I hope I was helpful
Danny
I have definitely run into similar situations. My advice, take it with a grain of salt:
-Be up front with him about the situation and your expectations. Everything after that is his decision.
-Be clear that you're open to examining techniques, but that there is a company standard that all baristas should be following on the floor. I have found that the majority of these kinds of problems can be solved by showing very firmly that there ARE standards and a chain of command, and there is a way to work within that system to improve it. He may just feel like he's flailing at a broken or nonexistent system, and will chill out if he sees the outlines better.
-While people with coffee knowledge/passion are fantastic, particularly when you're in an area with a very low specialty quotient, coffee-making skills are the LEAST important prerequisite for a floor employee IMHO. You can teach any bright interested person to make good coffee. If this person can't follow directions and work well with you, serve your customers the way you want, it doesn't matter how into coffee he is. The last thing you need is someone undermining you, possibly spreading negative vibes and their own standards to other employees or your customers.
Remind him that maybe his training and expertise in "Bathroom Cleaning 101" is faulty... and he needs a two week reminder.
Personally, I'd have fired him. Trust your skills. YOU can always train someone to be a good barista...getting a headstrong barista to un-learn his method is not worth the headache. And, I've gotta say, sixteen months? He needs to get real.
Welcome to the world of management. First it is your responsibility to make it clear to Jon, or any employee under your supervision, what your and the companies expectations and guideliness are not just in beverage preparation but also information and decision making flow. Sit down one on one and let him know it is not appropriate for him to be correcting something you say or do with another employee. Approaching you in private is one thing, in public quite another. Make it a verbal warning and document it for your records. Let him know the next warning will be in writing. Make it very clear you are his supervisor and he is the subordinate.

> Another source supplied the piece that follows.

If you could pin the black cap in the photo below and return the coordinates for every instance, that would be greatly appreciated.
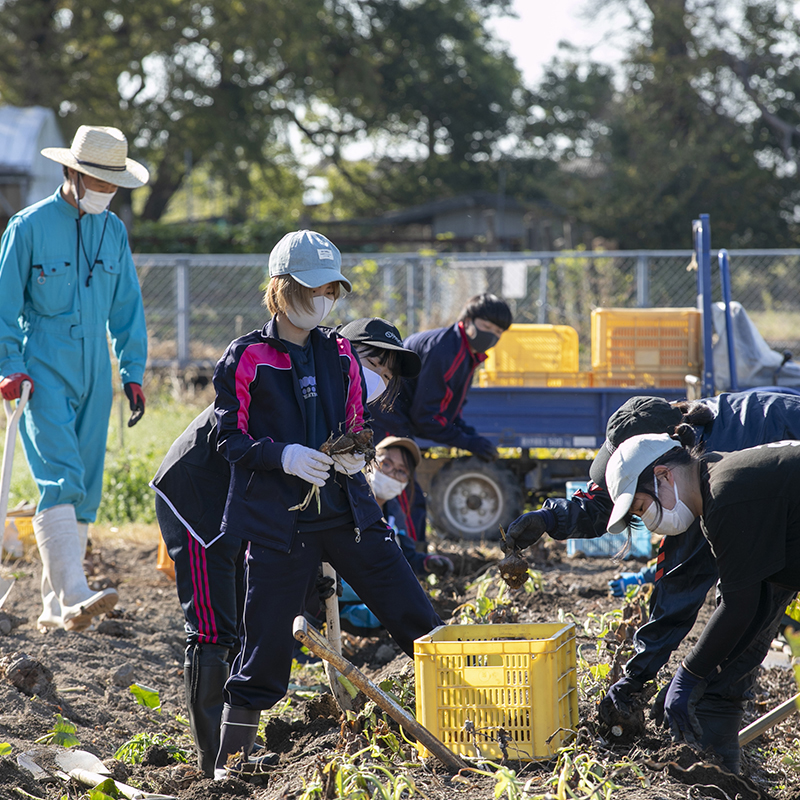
(377, 332)
(636, 416)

We hire all new employees on a 60 day probation basis. I just had to let a similar sounding barista go after 3 weeks. Yes he had very good beverage skills but he was unteachable and did not work well as a team player with our other baristas. Contrast him with another new hire that had zero previous barista experience but seemed to have the "person" qualities we were looking for. One week left on her 60 day probation. She works well with others, has learned manual pour bar quickly, in general fast learner, great with customers, rest of staff enjoy working with her, is getting there learning fast on espresso machine already pulling very good shots and even steaming for very acceptable cappuccinos. It'll still be a goodly spell before she ready to "solo" but we have high standards! We're pretty sure she's a keeper.
Just think of you when you were younger and starting out in the coffee industry. How would you like to be treated and what way would you take it best?
Ah, to be young, barely with a scrap of knowledge and arrogant in the business once again...
Lots of great advice given already. The truth is: I can train any monkey to make decent coffee. What I cannot train is a sense of responsibility, reliability, ownership and empathy for others. Those are the qualities I'm interested when hiring.
The simplest route is to fire the guy. Cut him loose. The last thing you need in your operations at this early stage is someone mucking up the works. He's young in the business, which is why he's lured by the flash of a "new" espresso grinder. Doesn't understand the dynamics of expense v. revenue. People with experience can be a boon, but they can also be a burden - especially when they want to bring their own standards to your operations.